How do I start to take control over my unstructured data?
All this must be complex, expensive and take ages to get up and running. Not really, the actual enrichment is very straightforward. For text, use the Watson Natural Language Understanding service. Send text through the API and enrich the document with the response from the API. You can also bulk upload documents (in many different formats incl .doc .pdf and HTML) to Watson Discovery Service if you want the service to manage the processing for you (ingesting, converting, enrich, store and also the querying). Watson Discovery Service uses NLU for enrichment, but also adds an end-to-end solution. The actual enrichment is the same. Using WDS is a bit more complex, but on the other hand, you will have your own cognitive search-engine in-a-box incl a powerful query-language) and intuitive tooling
If you want to enrich documents with domain-specific information like your own products, domain language etc it is possible to add custom ML-models to both Watson NLU and WDS through Watson Knowledge Studio, which is an easy-to-use interface to build a custom ML-model (done by subject matter experts, not programmers).
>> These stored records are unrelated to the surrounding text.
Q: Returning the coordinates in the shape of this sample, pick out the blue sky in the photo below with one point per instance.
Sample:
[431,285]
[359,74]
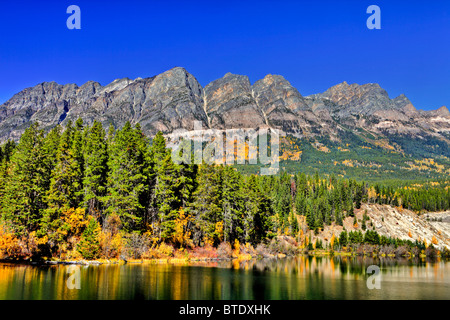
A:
[313,44]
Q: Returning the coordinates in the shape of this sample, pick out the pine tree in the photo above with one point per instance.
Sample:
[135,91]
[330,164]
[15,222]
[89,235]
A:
[89,245]
[24,199]
[207,204]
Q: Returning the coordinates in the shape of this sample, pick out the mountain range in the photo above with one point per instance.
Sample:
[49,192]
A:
[173,100]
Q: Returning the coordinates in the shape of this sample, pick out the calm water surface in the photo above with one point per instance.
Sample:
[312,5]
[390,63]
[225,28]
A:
[285,279]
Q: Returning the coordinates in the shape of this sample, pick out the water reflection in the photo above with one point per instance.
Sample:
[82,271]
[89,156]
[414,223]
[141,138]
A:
[284,279]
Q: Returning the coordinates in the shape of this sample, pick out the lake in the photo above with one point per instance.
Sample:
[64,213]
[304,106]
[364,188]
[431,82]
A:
[299,278]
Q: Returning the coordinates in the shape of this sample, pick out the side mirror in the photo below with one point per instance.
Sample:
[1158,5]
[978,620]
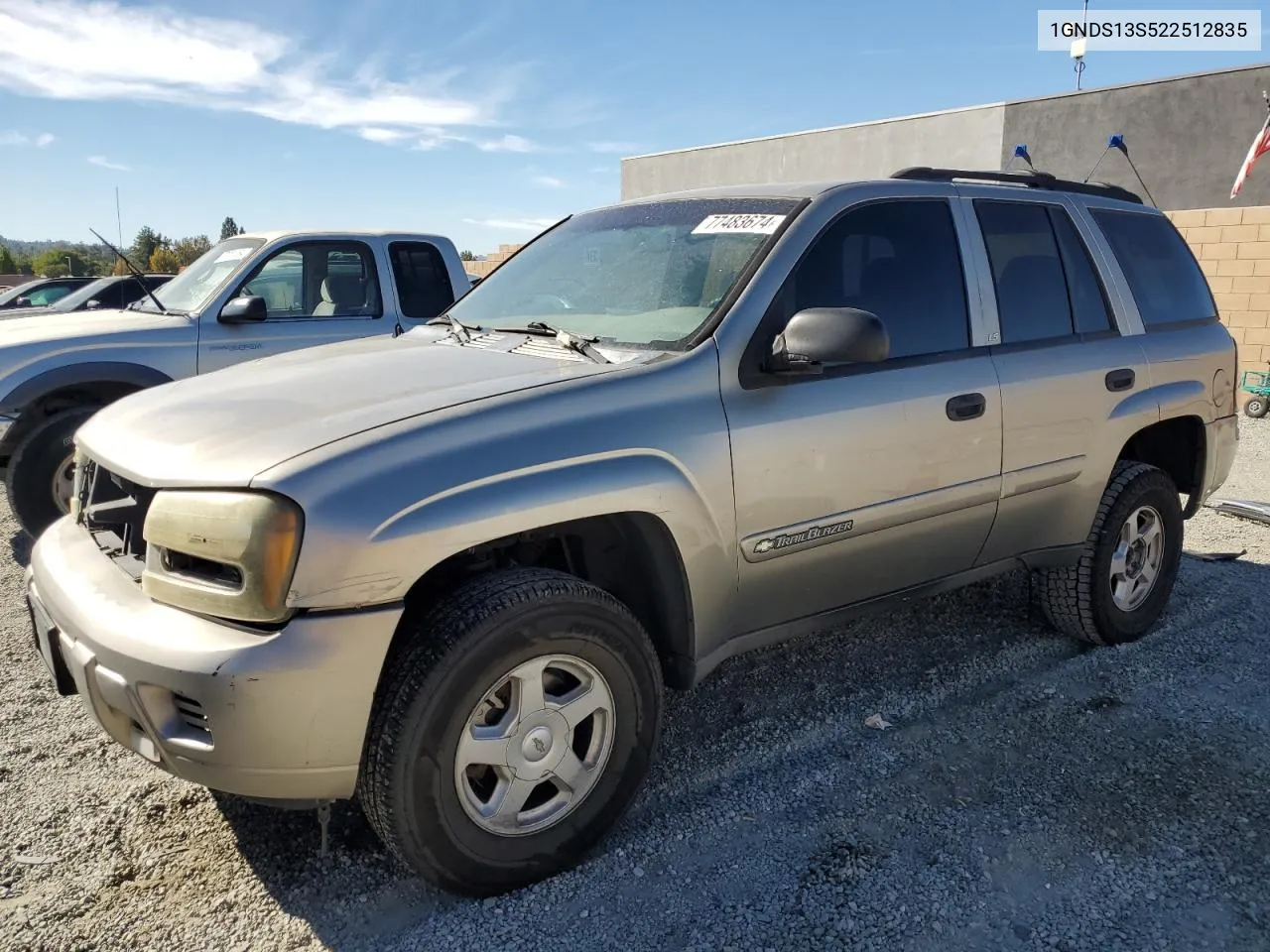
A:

For images, it is a similar approach, but with the Watson Visual Recognition API and enrich the image with the response from the API. It is also possible to build your domain-specific classifiers so that Watson can recognize your products etc.
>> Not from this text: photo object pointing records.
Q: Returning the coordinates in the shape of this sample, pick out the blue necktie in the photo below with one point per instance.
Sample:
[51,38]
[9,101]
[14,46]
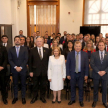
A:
[17,51]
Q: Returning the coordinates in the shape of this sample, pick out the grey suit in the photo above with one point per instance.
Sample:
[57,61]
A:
[96,65]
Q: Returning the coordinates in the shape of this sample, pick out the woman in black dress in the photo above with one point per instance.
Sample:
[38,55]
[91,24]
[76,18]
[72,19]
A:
[65,53]
[55,43]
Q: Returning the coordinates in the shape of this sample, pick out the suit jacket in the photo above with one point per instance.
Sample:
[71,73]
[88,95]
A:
[3,59]
[36,65]
[20,61]
[98,48]
[70,65]
[8,46]
[83,45]
[97,66]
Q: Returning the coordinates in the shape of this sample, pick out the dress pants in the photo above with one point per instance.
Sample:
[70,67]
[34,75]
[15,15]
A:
[39,82]
[104,89]
[22,77]
[77,80]
[3,85]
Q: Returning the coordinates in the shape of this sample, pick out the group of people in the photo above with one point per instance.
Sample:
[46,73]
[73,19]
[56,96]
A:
[55,59]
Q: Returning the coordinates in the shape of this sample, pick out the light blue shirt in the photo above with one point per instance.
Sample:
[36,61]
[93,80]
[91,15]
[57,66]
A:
[79,67]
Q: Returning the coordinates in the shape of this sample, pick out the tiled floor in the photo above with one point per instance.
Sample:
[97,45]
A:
[39,104]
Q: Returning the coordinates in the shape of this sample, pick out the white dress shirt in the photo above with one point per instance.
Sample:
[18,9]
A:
[103,52]
[41,50]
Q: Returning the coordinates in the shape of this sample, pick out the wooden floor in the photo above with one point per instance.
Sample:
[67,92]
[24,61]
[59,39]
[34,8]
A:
[39,104]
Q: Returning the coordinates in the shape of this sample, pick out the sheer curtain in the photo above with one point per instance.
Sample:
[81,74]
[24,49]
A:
[96,12]
[43,18]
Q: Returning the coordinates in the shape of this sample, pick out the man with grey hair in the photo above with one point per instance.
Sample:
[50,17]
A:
[77,67]
[38,65]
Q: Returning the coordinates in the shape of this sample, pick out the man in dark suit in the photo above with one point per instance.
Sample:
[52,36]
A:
[99,64]
[22,43]
[63,38]
[38,65]
[77,68]
[86,38]
[3,64]
[21,34]
[5,43]
[18,57]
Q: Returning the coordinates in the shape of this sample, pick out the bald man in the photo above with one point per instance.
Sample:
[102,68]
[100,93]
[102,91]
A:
[38,65]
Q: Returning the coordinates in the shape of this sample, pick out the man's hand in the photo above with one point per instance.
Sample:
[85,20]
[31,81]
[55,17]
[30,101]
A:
[31,74]
[1,68]
[69,77]
[18,69]
[49,80]
[85,78]
[100,73]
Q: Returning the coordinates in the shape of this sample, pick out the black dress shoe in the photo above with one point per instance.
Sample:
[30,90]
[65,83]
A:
[93,104]
[105,105]
[81,104]
[59,101]
[14,100]
[33,100]
[43,100]
[23,101]
[71,102]
[5,101]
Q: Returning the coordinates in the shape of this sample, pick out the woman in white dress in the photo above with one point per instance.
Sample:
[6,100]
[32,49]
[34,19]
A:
[56,73]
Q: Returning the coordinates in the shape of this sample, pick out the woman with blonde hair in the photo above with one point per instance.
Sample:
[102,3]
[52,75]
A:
[93,38]
[89,48]
[56,73]
[55,43]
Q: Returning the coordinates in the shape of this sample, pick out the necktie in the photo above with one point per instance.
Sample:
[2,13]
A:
[107,48]
[77,63]
[17,51]
[101,57]
[40,53]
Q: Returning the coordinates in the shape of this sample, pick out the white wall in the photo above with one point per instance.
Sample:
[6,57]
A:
[71,22]
[10,14]
[5,12]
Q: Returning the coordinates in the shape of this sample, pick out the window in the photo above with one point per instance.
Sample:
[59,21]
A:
[96,12]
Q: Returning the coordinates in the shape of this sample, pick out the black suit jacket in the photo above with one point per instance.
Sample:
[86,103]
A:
[83,45]
[70,64]
[97,49]
[3,59]
[97,66]
[36,65]
[20,61]
[7,47]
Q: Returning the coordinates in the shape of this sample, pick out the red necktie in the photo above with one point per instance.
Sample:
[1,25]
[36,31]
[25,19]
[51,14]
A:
[107,48]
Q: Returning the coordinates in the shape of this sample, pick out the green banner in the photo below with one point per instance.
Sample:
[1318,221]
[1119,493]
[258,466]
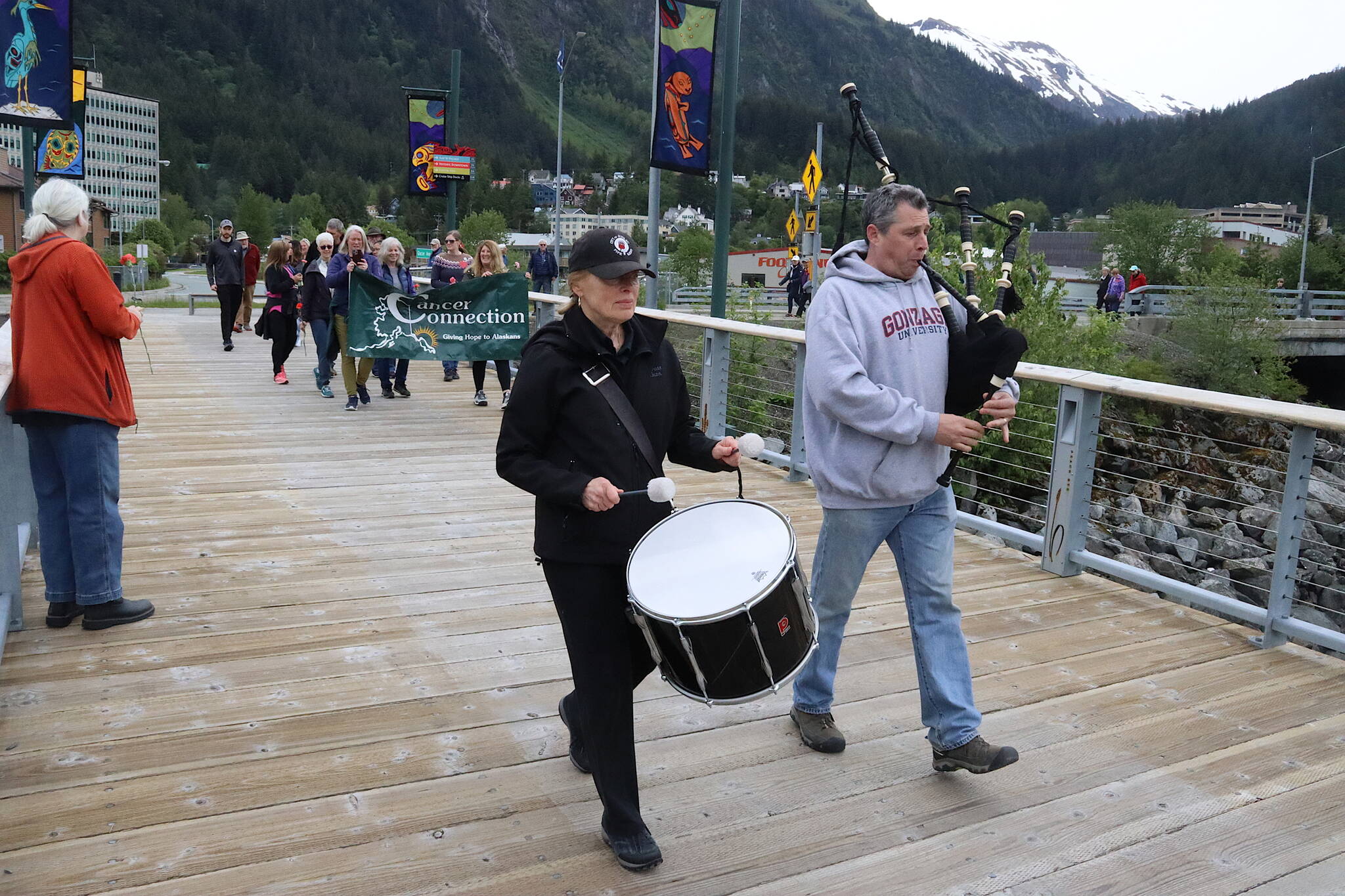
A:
[478,320]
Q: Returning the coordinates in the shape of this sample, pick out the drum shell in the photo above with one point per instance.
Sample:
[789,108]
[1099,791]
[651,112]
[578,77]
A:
[726,649]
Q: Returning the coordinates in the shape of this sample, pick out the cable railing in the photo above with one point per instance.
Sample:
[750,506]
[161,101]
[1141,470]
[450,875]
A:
[18,507]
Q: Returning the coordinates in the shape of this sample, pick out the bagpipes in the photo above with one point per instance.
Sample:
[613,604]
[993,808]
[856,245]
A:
[985,352]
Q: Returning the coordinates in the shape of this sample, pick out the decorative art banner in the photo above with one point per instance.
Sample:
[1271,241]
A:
[478,320]
[62,151]
[38,65]
[686,86]
[426,119]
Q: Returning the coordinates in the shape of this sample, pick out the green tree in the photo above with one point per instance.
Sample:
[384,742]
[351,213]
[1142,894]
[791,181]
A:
[1162,240]
[255,213]
[693,257]
[1231,332]
[483,224]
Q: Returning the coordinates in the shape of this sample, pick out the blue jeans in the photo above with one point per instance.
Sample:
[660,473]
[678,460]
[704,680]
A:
[920,538]
[322,332]
[76,476]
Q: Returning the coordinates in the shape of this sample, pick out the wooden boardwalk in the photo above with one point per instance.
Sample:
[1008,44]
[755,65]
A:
[350,688]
There are vast amounts of value hidden in unstructured information and in this post, I tried to take a few simple examples. In each organization, there will be easy wins, but as with everything, also more complex.
The best value is naturally gained when all information is integrated and put in context.
Today, only 20% of the information in companies are accessible, that will not create the most reliable foundation for a business to rely on, so it is time to get started to gain value from ALL your information.